France held up the sale of thousands of Daimler's Mercedes Benz cars after the German carmaker chose not to equip them with a new, more environmentally friendly coolant.
Daimler has asked the court for an injunction suspending the government's ban, arguing that the new refrigerant, known as R1234yf, poses a potential fire hazard.
"The stakes are big," Jacques-Henri Stahl, president of the tribunal judging the case in the Council of State, told lawyers for Daimler and the French government during a two-hour hearing on Friday. "We're at the heart of overlapping national and European issues."
A lawyer for Daimler, Denis Garreau, said the ban affected 60 percent of the company's sales in France.
"No other (EU) member state has taken the measures that France has taken," he said, calling it a "brutal decision" to suspend sales. "Daimler's position has been jeopardized in France."

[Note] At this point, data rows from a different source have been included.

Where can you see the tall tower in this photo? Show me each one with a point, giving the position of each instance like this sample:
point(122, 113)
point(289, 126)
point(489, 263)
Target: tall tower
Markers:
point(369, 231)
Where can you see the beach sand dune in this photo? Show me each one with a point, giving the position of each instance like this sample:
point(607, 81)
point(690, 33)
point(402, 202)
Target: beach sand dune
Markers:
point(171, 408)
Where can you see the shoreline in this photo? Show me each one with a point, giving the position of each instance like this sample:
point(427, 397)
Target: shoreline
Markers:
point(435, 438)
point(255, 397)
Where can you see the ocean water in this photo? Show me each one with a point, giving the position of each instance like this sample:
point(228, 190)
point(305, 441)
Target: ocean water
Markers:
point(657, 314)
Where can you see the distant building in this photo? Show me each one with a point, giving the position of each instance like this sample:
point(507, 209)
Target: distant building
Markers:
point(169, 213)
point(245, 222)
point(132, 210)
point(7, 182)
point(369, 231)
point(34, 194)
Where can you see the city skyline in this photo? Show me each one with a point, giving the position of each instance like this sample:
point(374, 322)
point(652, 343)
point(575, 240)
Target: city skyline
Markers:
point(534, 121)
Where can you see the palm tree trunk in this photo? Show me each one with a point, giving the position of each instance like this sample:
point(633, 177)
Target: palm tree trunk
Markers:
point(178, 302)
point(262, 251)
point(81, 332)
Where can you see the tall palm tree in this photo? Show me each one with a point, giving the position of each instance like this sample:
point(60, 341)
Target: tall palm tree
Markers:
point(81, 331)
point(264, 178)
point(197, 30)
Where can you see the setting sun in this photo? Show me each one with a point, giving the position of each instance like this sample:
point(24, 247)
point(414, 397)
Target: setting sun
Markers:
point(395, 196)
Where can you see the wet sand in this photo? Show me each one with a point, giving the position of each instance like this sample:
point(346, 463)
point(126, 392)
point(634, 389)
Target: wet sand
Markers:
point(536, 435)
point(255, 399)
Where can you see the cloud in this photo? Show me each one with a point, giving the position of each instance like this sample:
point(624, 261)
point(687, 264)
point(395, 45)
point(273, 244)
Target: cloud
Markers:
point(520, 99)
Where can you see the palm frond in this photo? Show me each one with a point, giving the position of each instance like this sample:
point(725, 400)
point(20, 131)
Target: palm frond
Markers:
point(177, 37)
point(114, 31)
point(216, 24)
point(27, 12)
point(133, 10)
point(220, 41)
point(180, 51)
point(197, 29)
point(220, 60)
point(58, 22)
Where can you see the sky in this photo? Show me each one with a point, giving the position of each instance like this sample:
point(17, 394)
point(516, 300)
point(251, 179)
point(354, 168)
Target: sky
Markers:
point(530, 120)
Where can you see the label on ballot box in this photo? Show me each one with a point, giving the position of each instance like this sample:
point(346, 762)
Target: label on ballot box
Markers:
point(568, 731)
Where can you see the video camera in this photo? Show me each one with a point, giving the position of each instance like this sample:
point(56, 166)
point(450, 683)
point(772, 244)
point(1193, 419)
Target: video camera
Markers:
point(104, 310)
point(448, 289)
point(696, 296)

France has argued that the ban is legally permissible under an EU law that protects the environment and public health.
Japanese carmaker Toyota also confirmed it had stopped using the flammable air-conditioning refrigerant in its cars sold in Europe, responding to public pressure in Germany.
"We have equipped three models with the old refrigerant in order to respect our customers' safety concerns because of the controversy in Germany," a spokesman for the carmaker said.
While Toyota remained "very confident" about the new coolant's safety, the company wanted to avoid being drawn into the debate, he said.
The group is no longer producing any vehicles for Europe with the R1234yf refrigerant manufactured by Honeywell and DuPont. Previously, its Toyota Prius Plus, Lexus GS and GT86 were all equipped with the chemical.